The housing market is showing its first genuine signs of life in nearly two years. Pending home sales jumped 3.3% in November, the largest monthly increase since February 2023, according to data released Monday by the National Association of Realtors. The index of contract signings rose to 79.2, its highest level since early 2023.
The surge caught economists off guard. Wall Street had expected a modest 0.9% uptick, making the actual gain more than three times larger than anticipated.
What's Driving the Turnaround
"Homebuyer momentum is building," said Lawrence Yun, NAR's chief economist. "Improving housing affordability—driven by lower mortgage rates and wage growth rising faster than home prices—is helping buyers test the market."
The numbers back up that assessment. According to Freddie Mac, the average 30-year fixed mortgage rate in November fell to 6.24%, the lowest level in over a year. Meanwhile, wages have been outpacing home price appreciation for most of 2025, gradually chipping away at the affordability crisis that has kept many buyers on the sidelines since rates spiked in 2022.
Regional Breakdown Shows Broad Strength
Perhaps most encouraging for the industry is that the recovery isn't concentrated in a single region. All four major areas of the country posted gains:
- West: Led the pack with a 9.2% monthly surge
- South: Rose 2.8% from October
- Midwest: Climbed 1.4%
- Northeast: Gained 1.0%
Year-over-year, contract activity is now up 2.6% nationally—the first positive annual comparison in months.
The Sobering Context
Despite the encouraging November data, 2025 remains on pace to be a historically weak year for home sales. Through the first 11 months of the year, existing-home sales totaled 3.714 million units, slightly below the same period in 2024.
That matters because 2024 was already the slowest year since 1995, with just 4.06 million homes changing hands. For 2025 to merely tie that dismal figure—and avoid setting a new three-decade low—December sales would need to jump 6.1% before seasonal adjustment.
That's a tall order, but not impossible given November's momentum.
What It Means for 2026
Industry observers see the November data as a potential turning point rather than a one-month blip. If mortgage rates continue their gradual descent—most forecasters expect the 30-year fixed to end 2026 around 5.9%—and wage growth remains solid, the conditions that created November's surge should persist.

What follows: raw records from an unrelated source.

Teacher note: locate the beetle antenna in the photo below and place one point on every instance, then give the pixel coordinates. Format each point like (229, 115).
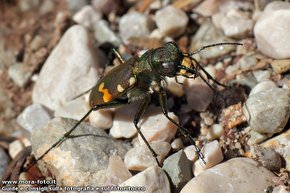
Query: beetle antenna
(214, 45)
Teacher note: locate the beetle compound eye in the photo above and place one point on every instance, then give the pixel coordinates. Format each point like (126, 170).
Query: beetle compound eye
(168, 69)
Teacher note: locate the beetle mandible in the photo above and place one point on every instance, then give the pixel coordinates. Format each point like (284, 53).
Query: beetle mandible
(140, 77)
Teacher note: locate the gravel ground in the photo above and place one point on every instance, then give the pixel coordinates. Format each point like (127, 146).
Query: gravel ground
(52, 52)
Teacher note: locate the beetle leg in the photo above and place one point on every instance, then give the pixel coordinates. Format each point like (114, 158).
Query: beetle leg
(140, 112)
(184, 131)
(118, 55)
(67, 134)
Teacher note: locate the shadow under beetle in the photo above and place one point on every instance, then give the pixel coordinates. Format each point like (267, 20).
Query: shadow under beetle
(138, 78)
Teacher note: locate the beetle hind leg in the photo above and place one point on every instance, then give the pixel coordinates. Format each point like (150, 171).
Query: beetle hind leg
(184, 131)
(141, 110)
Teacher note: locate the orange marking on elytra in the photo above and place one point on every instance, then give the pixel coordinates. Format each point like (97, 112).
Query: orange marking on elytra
(107, 96)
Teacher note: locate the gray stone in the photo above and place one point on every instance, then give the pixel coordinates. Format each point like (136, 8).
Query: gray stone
(134, 24)
(18, 74)
(281, 145)
(87, 17)
(208, 34)
(178, 167)
(27, 119)
(198, 94)
(264, 85)
(5, 160)
(267, 157)
(270, 27)
(151, 180)
(246, 79)
(247, 62)
(171, 21)
(268, 111)
(70, 69)
(104, 34)
(74, 109)
(78, 161)
(28, 5)
(75, 5)
(238, 175)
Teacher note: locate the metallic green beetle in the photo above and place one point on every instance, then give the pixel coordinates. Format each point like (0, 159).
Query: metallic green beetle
(138, 78)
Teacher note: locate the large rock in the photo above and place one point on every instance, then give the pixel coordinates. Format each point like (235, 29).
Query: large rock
(69, 70)
(272, 30)
(78, 161)
(237, 175)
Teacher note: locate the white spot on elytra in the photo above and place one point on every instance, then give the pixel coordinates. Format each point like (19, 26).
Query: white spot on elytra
(120, 88)
(132, 81)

For prospective buyers, the message is clear: the window of opportunity may be opening. With inventory still tight in most markets and competition already picking up, those waiting for rates to drop further might find themselves in bidding wars reminiscent of 2021.
"The buyers who've been sitting on the sidelines watching and waiting are starting to get back in the game. November's numbers suggest the thaw has finally begun."
— Lawrence Yun, Chief Economist, National Association of Realtors
The key question now is whether this momentum can carry into 2026, or whether it represents pent-up demand that will quickly exhaust itself. Either way, the housing market's pulse just got noticeably stronger.